GidonMarcus, versions are as follows: - ONTAP: 8.1.4P4 7-Mode - DFM: 5.2.1RC1
François, that's very interesting information! While my Vmware admin is telling me we don't run VASA currently, it does sound like a similar situation (Slow API response!). The controllers seem to have slow API responses around the times the controllers are very busy. Periods of no statistics occur when:
- Server backups are running (In-guest backups). - Snapmirrors are replicating (And sometimes for a period after the replication is completed).
It could be a combination of these system heavy tasks and other management systems overloading the API buffer (I'm not sure if that's a thing, but you know what I mean). Thanks for the idea for zexplore and packet trace of the mgmt interface. I should be able to do some comparisons and see if there is a particular management system causing API storms.
I really don't think it's a DFM issue, as it just looks like the controller itself is not responding to DFM. There could be a work around if I could configure DFM to wait longer for API response, but I haven't found option yet (it may not even exist!).
Interesting info that one node in the HA pair is ok while the other is not, and that it occurs on a predictable schedule which coincides with heavy workload.
In Data ONTAP APIs and CLI are handled by threads that run at a lower priority than most others. As a consequence, if the system is super busy and out of total CPU, those processes might have to queue a long time for CPU (i.e. starved). This design prioritizes frontend client work when resources are scarce. Maybe the system is just so busy that this situation is occurring? You could try running "priv set diag;sysstat -M 1" to see if CPU is scarce in that time window. The most interesting columns are AVG (total CPU use) and Host (which includes API work). If you post a snippet here we can take a look. Or, you might want to open a support case to get more troubleshooting steps to isolate root cause.
Yeah, I'm thinking it's controller busy situation. That in combination with a noisy API workload from other storage management systems. I wanted to verify slow API via a system external to DFM (And I didn't get zexplore working yet), but I've heard about VSC having issues around this sort of time. So I went into VSC and indeed the filers that weren't displaying graphs in DFM and were also timing out to API calls, were also timing out in VSC too!

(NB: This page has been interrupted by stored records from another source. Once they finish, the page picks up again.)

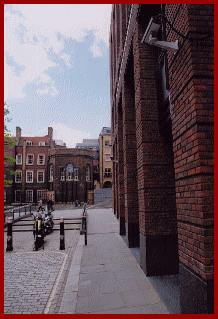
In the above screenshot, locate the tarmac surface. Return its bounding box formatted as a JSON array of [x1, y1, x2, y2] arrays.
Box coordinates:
[[4, 206, 169, 314]]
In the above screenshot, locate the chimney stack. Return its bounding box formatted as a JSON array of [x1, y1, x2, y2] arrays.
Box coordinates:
[[16, 126, 21, 138], [48, 127, 53, 140]]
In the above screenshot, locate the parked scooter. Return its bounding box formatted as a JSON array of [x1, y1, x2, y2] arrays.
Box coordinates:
[[44, 211, 54, 235], [33, 213, 45, 250]]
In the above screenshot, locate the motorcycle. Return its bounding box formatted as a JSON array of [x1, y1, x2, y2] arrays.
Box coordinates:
[[43, 211, 54, 235]]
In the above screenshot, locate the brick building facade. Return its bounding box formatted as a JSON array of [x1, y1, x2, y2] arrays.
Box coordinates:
[[48, 148, 94, 202], [110, 4, 214, 313], [5, 127, 94, 204], [99, 127, 113, 188]]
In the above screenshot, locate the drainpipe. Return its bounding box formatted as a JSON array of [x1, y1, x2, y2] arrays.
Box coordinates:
[[21, 139, 26, 203]]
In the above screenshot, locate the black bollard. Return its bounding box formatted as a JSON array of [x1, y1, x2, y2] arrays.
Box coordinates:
[[84, 214, 87, 245], [60, 217, 65, 250], [35, 217, 39, 250], [6, 217, 13, 251]]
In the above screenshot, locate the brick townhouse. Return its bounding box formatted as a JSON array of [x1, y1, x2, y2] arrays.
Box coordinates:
[[48, 148, 93, 202], [4, 127, 93, 204], [110, 4, 214, 314]]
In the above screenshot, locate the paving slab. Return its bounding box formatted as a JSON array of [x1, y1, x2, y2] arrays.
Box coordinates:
[[71, 209, 169, 314]]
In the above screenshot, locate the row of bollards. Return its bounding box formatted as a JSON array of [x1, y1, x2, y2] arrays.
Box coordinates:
[[6, 217, 13, 251], [6, 217, 65, 251], [80, 204, 87, 245]]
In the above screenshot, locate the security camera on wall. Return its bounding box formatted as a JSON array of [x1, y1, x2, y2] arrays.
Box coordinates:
[[141, 18, 179, 53]]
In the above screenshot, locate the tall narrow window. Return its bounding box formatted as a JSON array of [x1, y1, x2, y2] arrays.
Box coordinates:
[[66, 164, 73, 181], [26, 190, 33, 203], [60, 167, 65, 181], [37, 189, 45, 201], [16, 154, 22, 165], [15, 190, 21, 203], [26, 171, 33, 183], [15, 171, 22, 183], [86, 165, 91, 182], [49, 165, 54, 182], [74, 168, 79, 181], [26, 154, 34, 165], [37, 171, 44, 183], [37, 155, 45, 165]]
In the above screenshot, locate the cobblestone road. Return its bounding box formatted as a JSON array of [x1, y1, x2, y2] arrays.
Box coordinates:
[[4, 209, 82, 314]]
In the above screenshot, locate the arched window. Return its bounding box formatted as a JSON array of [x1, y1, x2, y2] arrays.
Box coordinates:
[[66, 163, 73, 181], [86, 165, 91, 182], [49, 164, 54, 182]]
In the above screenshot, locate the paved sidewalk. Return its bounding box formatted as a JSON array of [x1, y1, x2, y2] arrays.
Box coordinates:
[[4, 209, 82, 314], [59, 208, 169, 314]]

So I stopped DFM services and instantly VSC started to get quick responses to API calls and displayed filer information successfully. I tested this multiple times and yep, stop DFM and VSC interacts rapidly with the filers again. Funnily enough, once I started the DFM service the final time, even the DFM API calls started responding (and perf graphs displaying correctly in DFM ).
Here is an sysstat -M example during no graphing/api response (You might need to copy into notepad.. sorry about that ):
With that last bit of info from the dfm logs it becomes more clear. I think there is a very good chance you are encountering issues related to memory consumption on the storage controller. In short, the controller limits the amount of memory available to API calls to ensure it doesn't interfere with the stability of the system. If the system is busy (lots of memory in use) then the allocation for some perf APIs (which are big consumers of memory) are the first ones to fail. I think this is exactly what is happening in your situation. Fortunately, there are fixes available for DFM to be use the APIs in a more efficient way and in Data ONTAP to be more efficient when allocating memory to respond to those API calls.